This is a collection of common apportionment methods. Apportionment has two main applications: to assign a fixed number of parliamentary seats to parties (proportionally to their vote count), and to assign representatives in a senate to states (proportionally to their population count). A recommendable overview of apportionment methods can be found in the book "Fair Representation" by Balinski and Young [2].
The following apportionment methods are implemented:
- the largest remainder method (or Hamilton method)
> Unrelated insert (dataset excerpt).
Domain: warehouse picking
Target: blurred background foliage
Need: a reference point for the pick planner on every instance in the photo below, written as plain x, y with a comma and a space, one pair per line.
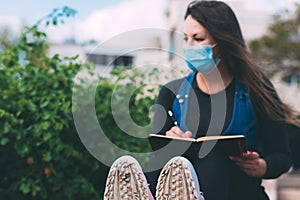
42, 156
- the class of divisor methods including
- D'Hondt (or Jefferson)
- Sainte-Laguë (or Webster)
- Modified Sainte-Laguë (as used e.g. in Norway)
- Huntington-Hill
- Adams
- the quota method [1]
This module supports Python 2.7+ and 3.5+.
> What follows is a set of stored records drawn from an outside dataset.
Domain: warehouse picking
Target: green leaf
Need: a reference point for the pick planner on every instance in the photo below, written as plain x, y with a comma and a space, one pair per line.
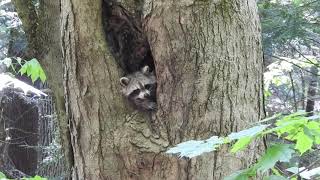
241, 144
273, 177
19, 60
277, 152
241, 175
23, 69
251, 132
42, 75
7, 62
304, 142
2, 176
34, 70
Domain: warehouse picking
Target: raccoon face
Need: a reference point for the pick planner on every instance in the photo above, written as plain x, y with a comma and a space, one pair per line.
140, 89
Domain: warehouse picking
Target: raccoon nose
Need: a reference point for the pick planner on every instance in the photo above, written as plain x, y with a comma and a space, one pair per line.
146, 95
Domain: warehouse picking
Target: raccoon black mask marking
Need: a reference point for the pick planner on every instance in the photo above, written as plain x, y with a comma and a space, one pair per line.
140, 89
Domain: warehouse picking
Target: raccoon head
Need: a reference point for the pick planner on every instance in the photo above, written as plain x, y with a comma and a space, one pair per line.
140, 89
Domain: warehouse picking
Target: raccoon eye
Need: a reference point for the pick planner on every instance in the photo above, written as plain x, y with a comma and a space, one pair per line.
148, 86
135, 92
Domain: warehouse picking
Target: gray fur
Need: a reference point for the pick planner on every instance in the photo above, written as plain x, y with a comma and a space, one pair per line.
140, 89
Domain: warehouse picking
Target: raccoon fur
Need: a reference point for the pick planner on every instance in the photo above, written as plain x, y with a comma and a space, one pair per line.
140, 89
The following example calculates the seat distribution of Austrian representatives in the European Parliament based on the D'Hondt method and the 2019 election results. Parties that received less than 4% are excluded from obtaining seats and are thus excluded in the calculation.
import apportionment.methods as app
parties = ['OEVP', 'SPOE', 'FPOE', 'GRUENE', 'NEOS']
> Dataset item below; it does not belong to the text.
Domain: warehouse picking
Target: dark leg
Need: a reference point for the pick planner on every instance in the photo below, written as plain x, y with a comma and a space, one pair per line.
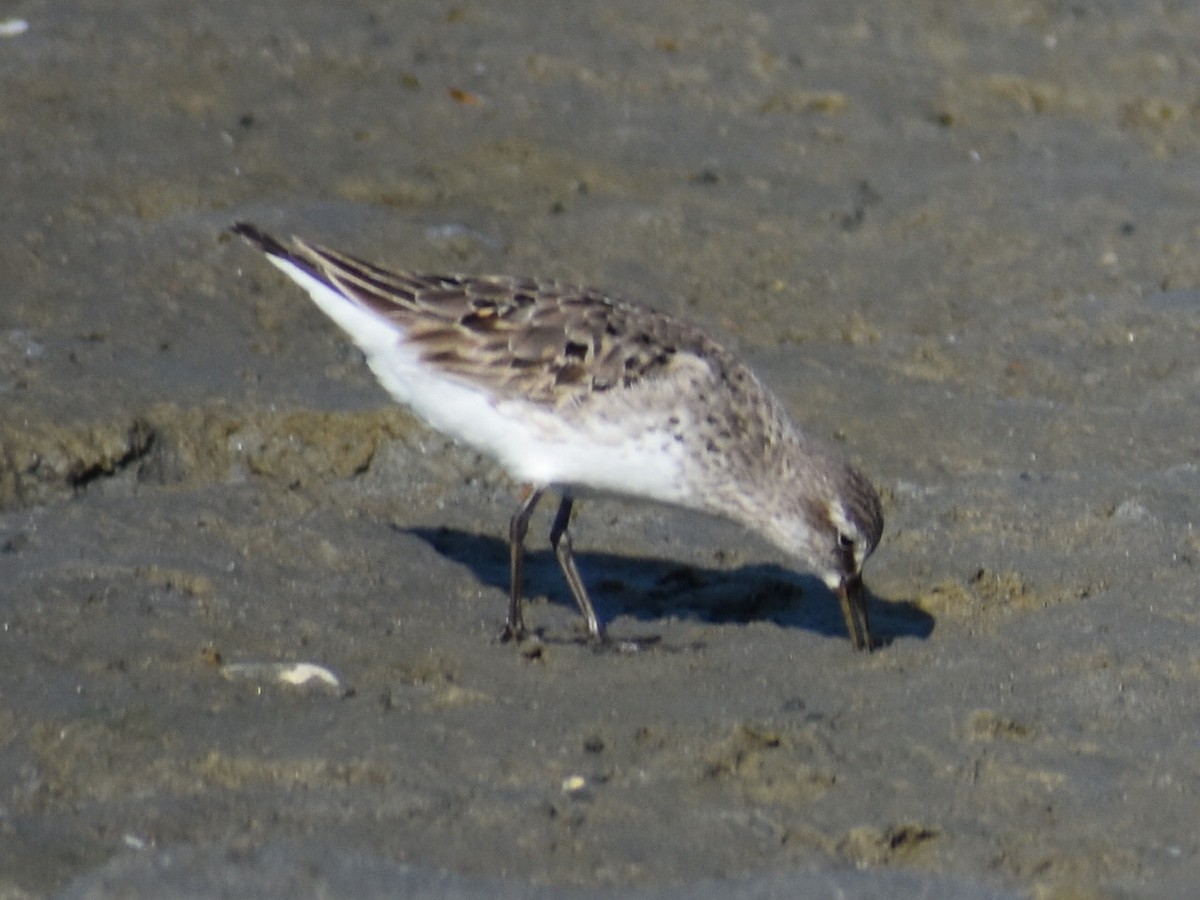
561, 540
514, 625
votes = [1305956, 903151, 650114, 532193, 319024]
seats = 18
app.compute("dhondt", votes, seats, parties, verbose=True)
The output is
D'Hondt (Jefferson) method
OEVP: 7
SPOE: 5
FPOE: 3
GRUENE: 2
NEOS: 1
which is indeed the official result.
Another example can be found in apportionment/examples/simple.py. We verify results from recent Austrian National Council elections in apportionment/examples/austria.py and from recent elections of the Israeli Knesset in apportionment/examples/israel.py.
[1] Balinski, M. L., & Young, H. P. (1975). The quota method of apportionment. The American Mathematical Monthly, 82(7), 701-730.
[2] Balinski, M. L., & Young, H. P. (1982). Fair Representation: Meeting the Ideal of One Man, One Vote. Yale University Press, 1982. (There is a second edition from 2001 by Brookings Institution Press.)